Body collapsing in on itself
A bowed head
Shoulders curling over chest
Angling torso away from others
Uncontrollable shuddering or shivering
Hair hanging in face, hiding the eyes
A downward gaze
A flushed face
Hitching chest
Eyes dull, lifeless
Pulling down a shirt hem
Hands clutching at stomach
Covering face with hands
Bottom lip or chin trembling
Whimpering
Throat bobbing
Arms falling to sides, lifeless
Uncontrolled tears
Flinching from noise or from being touched
Huddling, crouching
Neck bending forward
Movement is slow, jerky
Knees locked tight together
Cold sweat
Stumbling, staggering
Backing up against a wall
Sliding into a corner
Hiding
Hands gripping elbows
Pigeon toes
Sobs trapped in throat
Drawing knees up to the body’s core
Wrapping arms around self
Runny nose

(From The Emotion Thesaurus: A Writer’s Guide to Character Expression, page 90. Submitted by J.R. Solonche)

The Famous Squib Case of 1793

Scott v Shepherd

A lit squib
was thrown into a crowded market
by Shepherd

and landed
on the table of a gingerbread merchant.

A bystander, to protect himself
and the gingerbread,
threw the squib across the market

where it landed
in the goods of another merchant.
The merchant grabbed the squib

and tossed it away,
accidentally hitting Scott in the face,
putting out one of his eyes.

From Wikipedia’s article on squibs, retrieved 12 September 2014. Submitted by Susan Taylor.

On the division of animals

More often than not, the linguist or anthropologist just throws up his hands and resorts to giving a list — a list that one would not be surprised to find in the writings of Borges.
George Lakoff

Those that belong to the Emperor,
embalmed ones,
those that are trained,
suckling pigs,
mermaids,
fabulous ones,
stray dogs,
those that are included in this classification,
those that tremble as if they were mad,
innumerable ones,
those drawn with a very fine camel’s hair brush,
others,
those that have just broken a flower vase,
those that resemble flies from a distance.

From ‘Other Inquisitions’ in which Borges writes of a strange way of classifying animals in an ancient Chinese encyclopaedia.

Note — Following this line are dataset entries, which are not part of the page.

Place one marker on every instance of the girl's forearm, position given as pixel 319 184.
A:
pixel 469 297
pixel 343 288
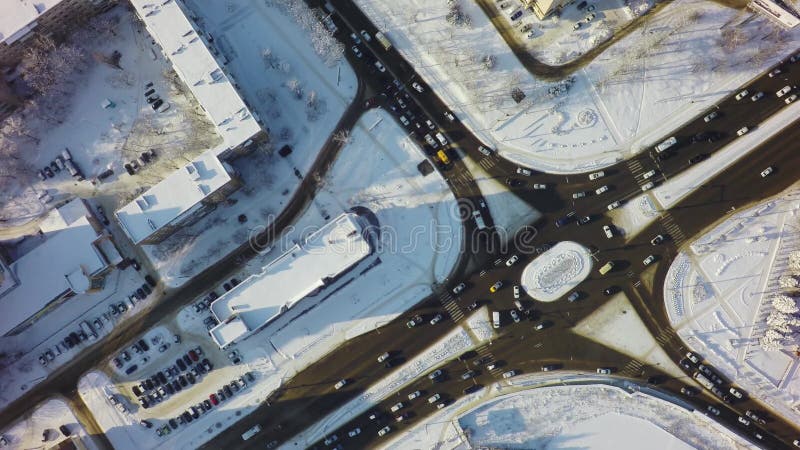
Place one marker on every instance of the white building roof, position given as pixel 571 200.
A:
pixel 63 261
pixel 173 196
pixel 194 63
pixel 16 17
pixel 291 277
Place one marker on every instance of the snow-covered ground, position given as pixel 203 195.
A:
pixel 676 63
pixel 639 212
pixel 556 271
pixel 377 170
pixel 718 295
pixel 23 370
pixel 40 427
pixel 243 31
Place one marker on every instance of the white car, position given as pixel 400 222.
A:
pixel 596 175
pixel 713 115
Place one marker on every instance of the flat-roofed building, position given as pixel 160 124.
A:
pixel 543 8
pixel 195 62
pixel 73 258
pixel 303 271
pixel 181 199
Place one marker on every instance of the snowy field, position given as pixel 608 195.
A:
pixel 677 63
pixel 300 99
pixel 40 428
pixel 719 299
pixel 556 271
pixel 23 370
pixel 101 138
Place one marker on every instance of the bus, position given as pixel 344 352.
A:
pixel 251 432
pixel 443 157
pixel 383 40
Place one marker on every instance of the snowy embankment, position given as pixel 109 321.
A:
pixel 639 212
pixel 556 271
pixel 41 427
pixel 625 99
pixel 719 297
pixel 300 99
pixel 448 347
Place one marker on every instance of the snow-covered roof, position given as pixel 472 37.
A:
pixel 297 273
pixel 213 88
pixel 16 17
pixel 173 196
pixel 62 262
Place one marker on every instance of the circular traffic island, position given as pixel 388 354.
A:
pixel 556 271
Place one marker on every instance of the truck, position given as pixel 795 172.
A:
pixel 251 432
pixel 443 157
pixel 86 328
pixel 383 40
pixel 479 220
pixel 703 380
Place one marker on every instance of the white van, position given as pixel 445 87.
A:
pixel 666 144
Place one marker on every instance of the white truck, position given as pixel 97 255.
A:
pixel 479 220
pixel 251 432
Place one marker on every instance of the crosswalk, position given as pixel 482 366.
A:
pixel 673 229
pixel 632 369
pixel 449 303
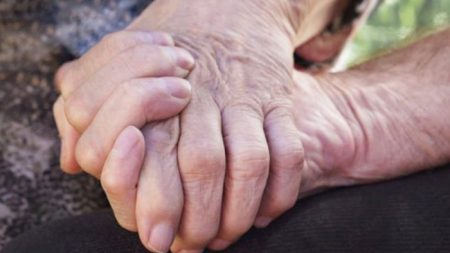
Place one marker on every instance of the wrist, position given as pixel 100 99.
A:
pixel 396 128
pixel 290 22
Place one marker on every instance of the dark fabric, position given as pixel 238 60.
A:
pixel 36 36
pixel 405 215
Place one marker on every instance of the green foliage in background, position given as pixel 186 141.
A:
pixel 395 23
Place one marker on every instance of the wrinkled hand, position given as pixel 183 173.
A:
pixel 240 152
pixel 127 80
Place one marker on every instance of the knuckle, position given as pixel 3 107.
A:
pixel 167 59
pixel 199 236
pixel 77 112
pixel 281 203
pixel 65 80
pixel 203 163
pixel 115 186
pixel 127 223
pixel 289 155
pixel 89 157
pixel 250 164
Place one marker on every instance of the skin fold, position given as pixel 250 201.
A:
pixel 247 134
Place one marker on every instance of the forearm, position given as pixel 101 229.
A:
pixel 400 106
pixel 289 22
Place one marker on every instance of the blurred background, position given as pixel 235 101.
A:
pixel 394 24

Via Futility Closet. Submitted by Gabriel Smy.

Definitions

Extremely elderly Benedictine monk
Irrational predilection for performing surgery
Of, like or pertaining to lava
One who habitually enters many competitions

Local judge among miners
Provisional name for a plant whose flowers are unknown
Expression of joy among Arab women
Muscle by which the testicles are suspended

Government by superior firepower or by cannons
Part of a bullfighting arena where the bull makes his stand
Ancient syrupy medicine that is licked off a spoon
Doctrine that the wicked are utterly destroyed after death

Some definitions from The Phrontistery, a free online dictionary of obscure words. Submitted by Howie Good.

Soft-soaping

Blowfly-minded
Retardate worm
Clown of the House

Idle vapourings of a mind diseased
I would cut the honourable gentleman’s
throat if I had the chance

His brains could revolve inside a peanut shell
for a thousand years without touching the sides
Kind of animal that gnaws holes

Member not fit to lick
the shoes of the Prime Minister
Energy of a tired snail returning
home from a funeral

Shut up yourself, you great ape
Snotty-nosed little boy
You are a cheap little twerp
Ridiculous mouse

Could go down the Mount Eden sewer and come up
cleaner than he went in
Dreamed the bill up in the bath
Frustrated warlord

Phrases deemed ‘unparliamentary language’ and banned from New Zealand parliamentary debates, as listed on Futility Closet, 30th October 2013. Submitted by Marika.